Person-centred care and support planning
We want to encourage truly person-centred care in the NHS. Learn how care and support planning – delivered via the House of Care framework – can improve the quality of care for your patients.
Our NHS was set up to provide care based on the specific conditions that patients present with.
But this model of focusing on the condition, rather than the person, can sometimes be at the expense of holistically addressing people’s physical, mental and emotional health and care needs. It can lead to reactive, episodic care.
Seventy years after the start of the NHS, and with millions more people with long-term conditions (LTCs), many agree this model is not fit for the future.
There must be an alternative.
How can we change healthcare for the better?
The alternative is called care and support planning.
This is about giving patients the information and confidence to take control of their LTCs, so they can make informed decisions about their care and self-manage more effectively.
It also calls on the NHS to design services around patients' physical, mental and emotional needs, in a more integrated way.
Providing more holistic support can reduce unnecessary hospital admissions and improve wellbeing. It is also now widely recognised that patients wish to be more involved in their care, and that services need to be better joined up to support them.1,2
What is care and support planning?
Care and support planning is a new approach to care. It moves away from the traditional, paternalistic model of a healthcare professional advising a person on how to manage their health. Instead, it champions a collaborative partnership where patients and healthcare professionals contribute equally.
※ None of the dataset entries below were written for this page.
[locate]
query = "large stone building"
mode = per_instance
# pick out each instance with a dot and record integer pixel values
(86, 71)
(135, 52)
The patient brings experience of living with their condition and is supported to focus on what is important to them. The healthcare professional brings clinical expertise and experience. Together, they have a collaborative conversation to review how things are going, share ideas and discuss goals, which are summarised in a care plan.
The care and support planning process involves three stages.
1. Disease surveillance
- Tests and checks performed where needed
- Results/agenda-setting prompts sent to patient more than one week before conversation
3. The conversation
This should be a meeting of equals and experts. The prepared practitioner and patient will:
- review how things are going
- consider what's important
- share ideas
- discuss options
- develop a care plan
- record the agreed and shared care plan
What is the House of Care?
The House of Care is a framework that can help practice teams and organisations adopt a care and support planning approach for people living with LTCs. It sets out what needs to be in place for this approach to happen.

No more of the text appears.